En mis tiempos, las cosas de la comida eran mucho más sencillas. Había que comer espinacas porque eso le daba la musculatura a Popeye, zanahoria porque mejoraba la vista, y jugos de fruta porque eran muy sabrosos. Fácil. Simple. A lo mejor, hasta cierto.
Ahora han logrado convertir la comida en una especie de religión. No parece que fuera un asunto de estómago, sino de convicciones espirituales. Hay sectas: microbióticos, macrobióticos, crudívoros, vegetarianos, carnívoros y frutarianos, como hay mormones, Testigos de Jehová, judíos, budistas y católicos. Credos. Tribus. Grupos Hondamente Comprometidos con la Verdad, sea teológica o alimenticia. Existen más posibilidades, por ejemplo, de que se entiendan un mahometano y un judío ortodoxo, que un carnívoro y un vegetariano.
Los antecedentes de este enredo que le unta teología a la comida e infunde en los comensales una devoción digna de prosélitos religiosos provienen del Levítico. El Levítico es un capítulo de la Biblia que pretende enseñar toda clase de preceptos higiénicos: desde el lavado de tripas de la oveja del almuerzo, hasta el significado ético de las manchas de la piel y la relación de la caída del pelo con la pureza de espíritu. Lo malo no es que el Levítico aspire a colarse en la cocina de los lectores, sino que inyecta un aroma de palabra divina a preceptos que no pasan de ser buenos consejos. Algunos, hay que reconocerlo, fueron útiles en otros tiempos, pero han sido superados ya por la refrigeración moderna, el avance de la medicina y hasta los implantes de cabello.
Digo que en el Levítico está la semilla de la nueva gastrorreligión que padecemos ahora. Como corresponde a una secta, esta tiene su propio lenguaje, que mistifica y maquilla de solemnidad al humilde frijol, a la simpática yuca, al compañero plátano.

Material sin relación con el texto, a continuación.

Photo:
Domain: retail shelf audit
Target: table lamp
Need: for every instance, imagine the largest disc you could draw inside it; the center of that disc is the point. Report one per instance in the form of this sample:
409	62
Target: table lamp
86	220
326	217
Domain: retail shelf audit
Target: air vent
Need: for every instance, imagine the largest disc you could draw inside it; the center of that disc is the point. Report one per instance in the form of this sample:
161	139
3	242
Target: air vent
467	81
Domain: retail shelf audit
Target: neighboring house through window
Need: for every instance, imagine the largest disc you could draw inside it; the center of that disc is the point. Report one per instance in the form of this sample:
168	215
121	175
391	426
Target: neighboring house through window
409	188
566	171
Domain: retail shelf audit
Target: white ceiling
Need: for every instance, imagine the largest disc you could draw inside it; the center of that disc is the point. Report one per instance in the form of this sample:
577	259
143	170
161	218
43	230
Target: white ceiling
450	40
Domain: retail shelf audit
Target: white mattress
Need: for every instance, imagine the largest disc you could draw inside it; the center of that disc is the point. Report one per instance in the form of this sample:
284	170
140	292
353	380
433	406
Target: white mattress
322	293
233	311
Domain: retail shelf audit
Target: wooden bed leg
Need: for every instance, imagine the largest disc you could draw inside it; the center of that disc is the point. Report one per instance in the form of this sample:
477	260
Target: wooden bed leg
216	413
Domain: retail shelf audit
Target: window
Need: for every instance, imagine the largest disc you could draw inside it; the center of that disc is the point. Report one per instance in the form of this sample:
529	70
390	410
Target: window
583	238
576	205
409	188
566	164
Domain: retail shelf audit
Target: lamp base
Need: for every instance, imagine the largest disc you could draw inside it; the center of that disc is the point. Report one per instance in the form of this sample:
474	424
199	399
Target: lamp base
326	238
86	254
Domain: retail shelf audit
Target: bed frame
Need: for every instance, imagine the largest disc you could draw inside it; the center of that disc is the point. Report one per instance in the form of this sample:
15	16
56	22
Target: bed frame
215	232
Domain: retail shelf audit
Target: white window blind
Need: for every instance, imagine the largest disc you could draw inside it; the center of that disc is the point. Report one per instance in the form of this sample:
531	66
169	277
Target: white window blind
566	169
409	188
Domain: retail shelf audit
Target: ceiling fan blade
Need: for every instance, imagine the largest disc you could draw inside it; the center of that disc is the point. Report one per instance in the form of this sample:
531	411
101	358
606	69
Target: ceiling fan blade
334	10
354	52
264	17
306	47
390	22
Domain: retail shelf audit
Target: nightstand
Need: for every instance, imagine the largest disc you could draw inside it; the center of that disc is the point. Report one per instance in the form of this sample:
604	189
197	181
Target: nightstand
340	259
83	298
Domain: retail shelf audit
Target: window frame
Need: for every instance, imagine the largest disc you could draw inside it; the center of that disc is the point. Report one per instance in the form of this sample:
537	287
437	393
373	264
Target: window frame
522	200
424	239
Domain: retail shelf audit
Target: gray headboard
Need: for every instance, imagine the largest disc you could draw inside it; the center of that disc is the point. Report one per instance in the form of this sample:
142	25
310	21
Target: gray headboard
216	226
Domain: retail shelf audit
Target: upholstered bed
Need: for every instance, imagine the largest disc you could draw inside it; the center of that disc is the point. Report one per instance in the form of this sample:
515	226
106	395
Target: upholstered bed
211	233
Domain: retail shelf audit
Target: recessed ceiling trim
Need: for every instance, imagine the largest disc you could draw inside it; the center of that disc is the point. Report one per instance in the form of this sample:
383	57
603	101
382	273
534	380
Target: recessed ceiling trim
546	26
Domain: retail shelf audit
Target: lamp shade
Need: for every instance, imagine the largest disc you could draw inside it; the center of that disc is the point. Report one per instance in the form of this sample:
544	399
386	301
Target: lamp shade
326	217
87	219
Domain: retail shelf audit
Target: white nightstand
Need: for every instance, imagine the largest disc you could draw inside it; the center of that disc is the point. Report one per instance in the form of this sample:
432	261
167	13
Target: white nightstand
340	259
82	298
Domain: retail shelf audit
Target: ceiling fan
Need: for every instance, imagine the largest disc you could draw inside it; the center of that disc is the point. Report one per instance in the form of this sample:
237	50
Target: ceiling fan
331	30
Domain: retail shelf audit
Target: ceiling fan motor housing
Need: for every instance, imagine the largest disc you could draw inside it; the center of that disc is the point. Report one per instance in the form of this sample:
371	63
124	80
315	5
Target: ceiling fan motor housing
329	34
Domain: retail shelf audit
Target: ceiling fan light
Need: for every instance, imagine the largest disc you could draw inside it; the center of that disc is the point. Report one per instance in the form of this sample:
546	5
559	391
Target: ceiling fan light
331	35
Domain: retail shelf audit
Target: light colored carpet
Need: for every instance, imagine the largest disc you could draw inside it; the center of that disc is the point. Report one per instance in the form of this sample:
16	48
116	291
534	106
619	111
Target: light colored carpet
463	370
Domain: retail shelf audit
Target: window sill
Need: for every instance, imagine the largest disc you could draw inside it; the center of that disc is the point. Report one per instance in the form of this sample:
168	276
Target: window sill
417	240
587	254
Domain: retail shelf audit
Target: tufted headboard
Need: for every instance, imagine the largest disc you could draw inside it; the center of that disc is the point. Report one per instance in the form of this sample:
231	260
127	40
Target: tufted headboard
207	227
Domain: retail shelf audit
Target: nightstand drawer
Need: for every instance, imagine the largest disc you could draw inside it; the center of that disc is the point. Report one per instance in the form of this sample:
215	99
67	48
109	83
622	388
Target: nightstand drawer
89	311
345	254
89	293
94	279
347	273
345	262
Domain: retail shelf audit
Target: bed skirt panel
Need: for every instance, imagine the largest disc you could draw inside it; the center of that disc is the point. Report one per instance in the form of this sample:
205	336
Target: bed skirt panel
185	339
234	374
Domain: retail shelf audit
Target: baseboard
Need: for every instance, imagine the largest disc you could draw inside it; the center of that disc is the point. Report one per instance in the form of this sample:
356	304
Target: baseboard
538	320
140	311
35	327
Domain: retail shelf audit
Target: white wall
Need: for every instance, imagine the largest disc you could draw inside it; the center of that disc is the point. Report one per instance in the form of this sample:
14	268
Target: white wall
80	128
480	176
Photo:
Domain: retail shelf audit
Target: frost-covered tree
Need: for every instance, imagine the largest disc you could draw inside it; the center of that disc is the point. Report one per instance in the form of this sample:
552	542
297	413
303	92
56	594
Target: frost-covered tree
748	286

Ya las mamás no le dicen al hijo: “Si no te comes el arroz no puedes ver televisión esta noche”. Sino que se dirigen a él en los siguientes términos:
— Es importante que termines la ingesta macrobiótica, pues de ella depende la fácil eliminación de las heces y la prevención de enfermedades del colon.

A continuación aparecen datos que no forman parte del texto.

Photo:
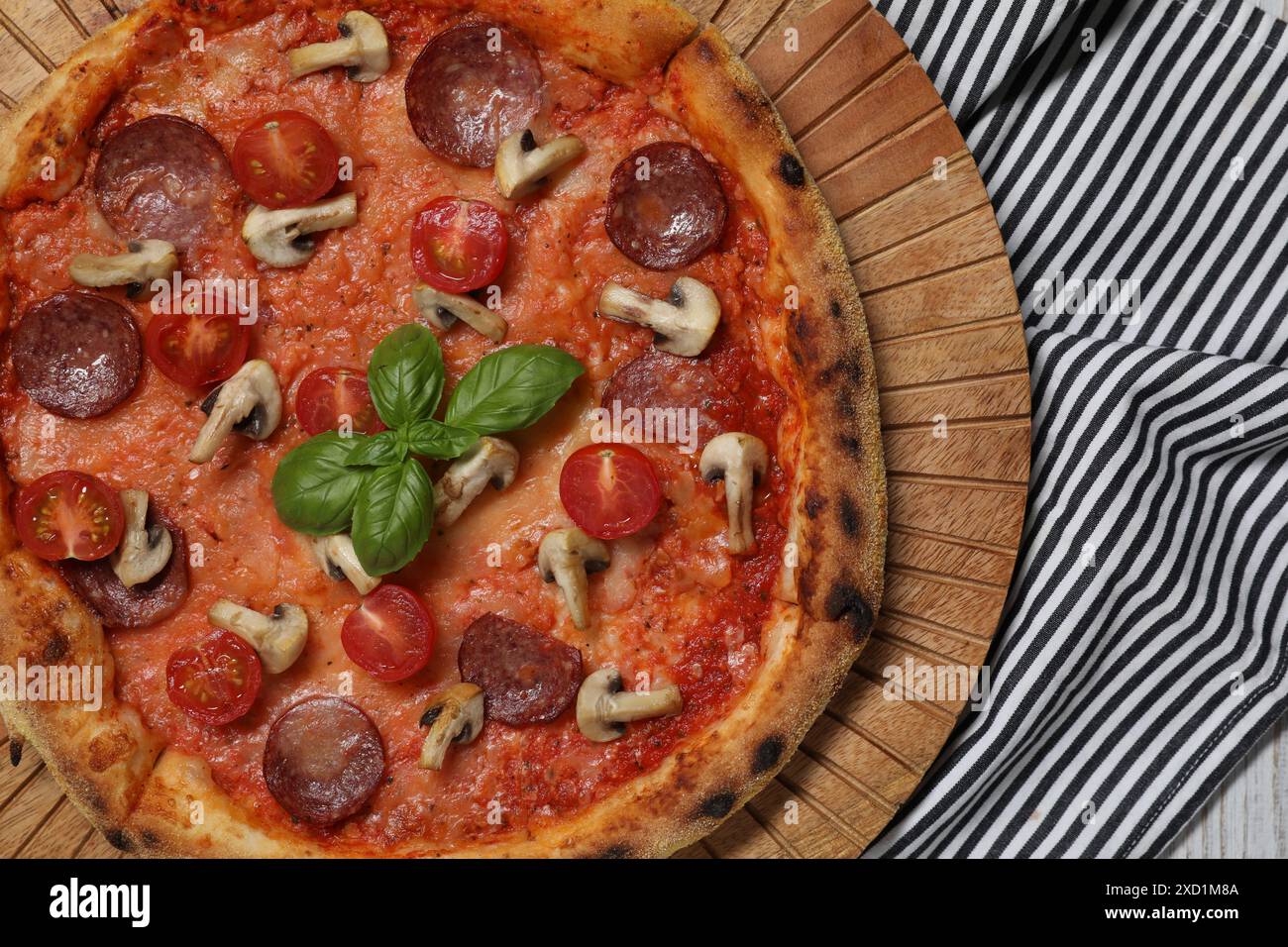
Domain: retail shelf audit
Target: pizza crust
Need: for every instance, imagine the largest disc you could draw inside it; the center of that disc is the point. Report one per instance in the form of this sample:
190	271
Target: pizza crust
162	801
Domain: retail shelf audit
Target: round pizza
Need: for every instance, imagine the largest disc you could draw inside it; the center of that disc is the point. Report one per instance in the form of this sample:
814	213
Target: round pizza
439	428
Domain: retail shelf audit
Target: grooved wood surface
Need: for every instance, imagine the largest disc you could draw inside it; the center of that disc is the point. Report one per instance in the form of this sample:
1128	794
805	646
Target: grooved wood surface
954	401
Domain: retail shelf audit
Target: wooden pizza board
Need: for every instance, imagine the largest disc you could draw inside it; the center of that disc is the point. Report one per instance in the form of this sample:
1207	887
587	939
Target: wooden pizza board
954	402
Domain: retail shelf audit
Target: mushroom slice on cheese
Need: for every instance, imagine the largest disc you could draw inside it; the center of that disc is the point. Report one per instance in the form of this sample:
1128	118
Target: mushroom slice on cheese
277	637
250	402
455	716
143	551
336	557
362	50
683	324
143	262
281	237
441	309
522	165
567	557
739	460
604	709
489	460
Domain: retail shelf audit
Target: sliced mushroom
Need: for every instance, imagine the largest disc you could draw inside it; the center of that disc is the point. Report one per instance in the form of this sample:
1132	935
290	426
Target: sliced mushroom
279	237
739	460
250	402
143	551
146	261
567	557
278	637
604	709
441	309
520	165
455	716
489	460
362	50
338	560
683	324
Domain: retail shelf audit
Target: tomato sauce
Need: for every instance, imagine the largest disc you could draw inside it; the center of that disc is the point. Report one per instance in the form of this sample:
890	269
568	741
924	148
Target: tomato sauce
674	605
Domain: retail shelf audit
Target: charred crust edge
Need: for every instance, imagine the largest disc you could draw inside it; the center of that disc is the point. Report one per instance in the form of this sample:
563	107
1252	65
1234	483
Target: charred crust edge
845	603
717	805
767	755
791	170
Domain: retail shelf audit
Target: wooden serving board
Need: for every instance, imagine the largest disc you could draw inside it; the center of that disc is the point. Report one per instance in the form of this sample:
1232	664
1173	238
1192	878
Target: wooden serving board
954	402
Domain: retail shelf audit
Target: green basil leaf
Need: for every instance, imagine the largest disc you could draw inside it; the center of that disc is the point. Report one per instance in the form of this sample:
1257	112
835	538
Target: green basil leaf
406	375
313	489
378	450
511	388
430	438
391	517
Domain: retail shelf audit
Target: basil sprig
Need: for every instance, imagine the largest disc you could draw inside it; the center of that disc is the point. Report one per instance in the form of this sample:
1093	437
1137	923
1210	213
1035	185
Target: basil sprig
374	486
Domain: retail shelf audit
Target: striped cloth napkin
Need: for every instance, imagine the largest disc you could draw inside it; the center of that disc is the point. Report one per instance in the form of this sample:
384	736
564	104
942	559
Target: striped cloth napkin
1136	154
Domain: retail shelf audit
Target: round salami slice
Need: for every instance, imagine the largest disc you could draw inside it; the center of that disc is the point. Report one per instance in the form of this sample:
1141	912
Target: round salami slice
142	604
471	88
526	677
687	385
665	205
323	761
159	179
76	355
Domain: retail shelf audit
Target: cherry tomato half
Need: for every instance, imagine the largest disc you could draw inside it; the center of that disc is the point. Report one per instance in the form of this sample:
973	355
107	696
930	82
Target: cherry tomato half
196	350
284	159
214	681
390	635
326	395
458	245
68	515
609	489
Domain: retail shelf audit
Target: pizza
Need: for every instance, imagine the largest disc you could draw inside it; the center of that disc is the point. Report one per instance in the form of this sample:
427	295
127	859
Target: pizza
445	429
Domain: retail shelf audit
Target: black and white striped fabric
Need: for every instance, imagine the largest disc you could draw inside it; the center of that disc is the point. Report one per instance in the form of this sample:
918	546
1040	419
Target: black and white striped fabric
1142	651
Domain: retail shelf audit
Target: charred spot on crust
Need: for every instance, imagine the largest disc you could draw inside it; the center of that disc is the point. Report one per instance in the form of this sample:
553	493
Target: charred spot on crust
716	805
850	518
767	754
55	648
119	840
791	170
845	603
845	369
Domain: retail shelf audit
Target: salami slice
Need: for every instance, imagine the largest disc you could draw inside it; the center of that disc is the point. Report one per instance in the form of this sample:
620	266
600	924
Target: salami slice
665	205
471	88
658	380
76	355
526	677
323	761
160	178
141	604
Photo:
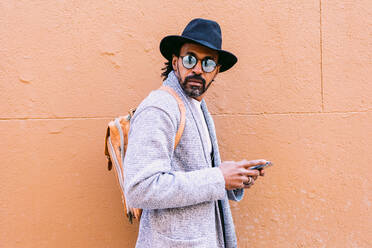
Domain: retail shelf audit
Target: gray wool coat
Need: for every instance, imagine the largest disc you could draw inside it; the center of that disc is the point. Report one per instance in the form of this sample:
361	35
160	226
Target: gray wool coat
178	189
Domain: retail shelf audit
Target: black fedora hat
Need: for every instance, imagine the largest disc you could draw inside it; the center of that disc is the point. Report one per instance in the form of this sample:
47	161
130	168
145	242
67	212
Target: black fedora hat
203	32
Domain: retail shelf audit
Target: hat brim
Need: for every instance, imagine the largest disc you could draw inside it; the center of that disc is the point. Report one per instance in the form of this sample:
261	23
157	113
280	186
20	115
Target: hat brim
172	43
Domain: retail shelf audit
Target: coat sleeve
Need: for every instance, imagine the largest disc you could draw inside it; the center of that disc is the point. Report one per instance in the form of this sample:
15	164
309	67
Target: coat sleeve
150	182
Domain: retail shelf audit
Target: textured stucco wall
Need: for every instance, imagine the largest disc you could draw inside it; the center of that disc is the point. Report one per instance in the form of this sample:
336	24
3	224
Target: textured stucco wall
300	95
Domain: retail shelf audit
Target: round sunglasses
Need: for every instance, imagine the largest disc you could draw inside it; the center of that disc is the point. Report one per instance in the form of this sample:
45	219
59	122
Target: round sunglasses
189	61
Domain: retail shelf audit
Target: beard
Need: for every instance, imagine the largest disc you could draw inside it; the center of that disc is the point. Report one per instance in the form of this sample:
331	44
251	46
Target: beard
193	90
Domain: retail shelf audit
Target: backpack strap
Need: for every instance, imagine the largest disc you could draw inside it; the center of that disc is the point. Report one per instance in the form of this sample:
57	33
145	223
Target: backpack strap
182	108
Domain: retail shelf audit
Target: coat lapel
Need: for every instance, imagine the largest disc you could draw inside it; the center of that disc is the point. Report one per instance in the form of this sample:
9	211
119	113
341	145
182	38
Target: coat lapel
212	133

Algo parecido sucede con las familias entregadas a la adoración de las legumbres. En mis tiempos, al que no se comía la ensalada mi mamá le quitaba el postre. Ahora las señoras se ponen serias, miran al pobre niño a los ojos y le dicen:
— Es importante que conserves tu dieta crudívora, pues de otra manera alterarás el equilibrio del consumo vitamínico.

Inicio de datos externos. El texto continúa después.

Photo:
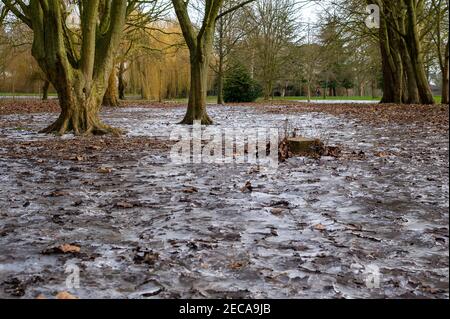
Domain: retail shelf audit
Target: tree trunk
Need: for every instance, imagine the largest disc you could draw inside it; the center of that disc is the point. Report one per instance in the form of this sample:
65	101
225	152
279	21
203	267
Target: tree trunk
391	64
111	97
45	88
220	100
415	52
79	109
198	90
122	84
445	79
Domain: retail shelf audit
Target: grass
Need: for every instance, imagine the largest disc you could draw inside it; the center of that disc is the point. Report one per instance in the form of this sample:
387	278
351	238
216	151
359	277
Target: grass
8	94
348	98
213	99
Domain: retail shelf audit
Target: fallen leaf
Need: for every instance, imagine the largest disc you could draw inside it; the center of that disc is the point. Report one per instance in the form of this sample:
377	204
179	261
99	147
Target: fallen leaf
236	265
104	170
320	227
65	295
124	205
62	249
247	187
67	248
277	211
190	190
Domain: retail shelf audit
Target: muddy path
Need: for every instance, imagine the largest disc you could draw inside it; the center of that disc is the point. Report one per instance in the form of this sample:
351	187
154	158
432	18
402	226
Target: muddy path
148	228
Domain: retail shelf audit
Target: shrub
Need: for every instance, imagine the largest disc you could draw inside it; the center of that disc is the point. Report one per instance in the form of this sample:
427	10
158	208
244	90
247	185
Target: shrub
239	86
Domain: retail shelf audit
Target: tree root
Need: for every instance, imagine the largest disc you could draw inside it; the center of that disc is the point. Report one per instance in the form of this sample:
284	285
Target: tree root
64	126
205	120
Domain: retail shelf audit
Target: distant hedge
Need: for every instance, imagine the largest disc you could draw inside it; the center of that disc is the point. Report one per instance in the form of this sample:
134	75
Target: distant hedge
239	86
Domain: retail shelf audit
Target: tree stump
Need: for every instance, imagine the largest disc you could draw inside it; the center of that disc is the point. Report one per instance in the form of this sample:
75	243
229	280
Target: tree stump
302	146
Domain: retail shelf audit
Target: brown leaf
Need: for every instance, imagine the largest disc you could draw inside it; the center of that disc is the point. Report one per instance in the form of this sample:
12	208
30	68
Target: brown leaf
124	205
236	265
277	211
67	248
320	227
62	249
104	170
247	187
65	295
190	190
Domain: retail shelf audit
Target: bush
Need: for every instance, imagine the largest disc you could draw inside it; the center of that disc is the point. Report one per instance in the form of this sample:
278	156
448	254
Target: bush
239	86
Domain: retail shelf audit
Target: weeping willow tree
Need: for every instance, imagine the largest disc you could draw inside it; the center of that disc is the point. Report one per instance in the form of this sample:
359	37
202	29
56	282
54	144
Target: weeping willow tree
404	75
74	44
199	40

Muchas de estas sectas se inspiran en la observación e imitación de los animales. Los tales crudívoros, por ejemplo, afirman que los animales que sólo comen raíces y plantas crudas no sufren de sobrepeso. Y los frutarianos pregonan que es preciso regresar al instinto del primate, nuestro antepasado, que sólo se alimentaba de frutas.
Bueno: si vamos a eso, es decir, a considerar que el hombre debe copiar a los animales, prefiero abstenerme de contarles lo que he visto hacer con el dedo a muchos monos que sólo comen frutas. Pueden estar seguros mis amigos frutarianos de que jamás permitiré que me estrechen la mano a modo de saludo.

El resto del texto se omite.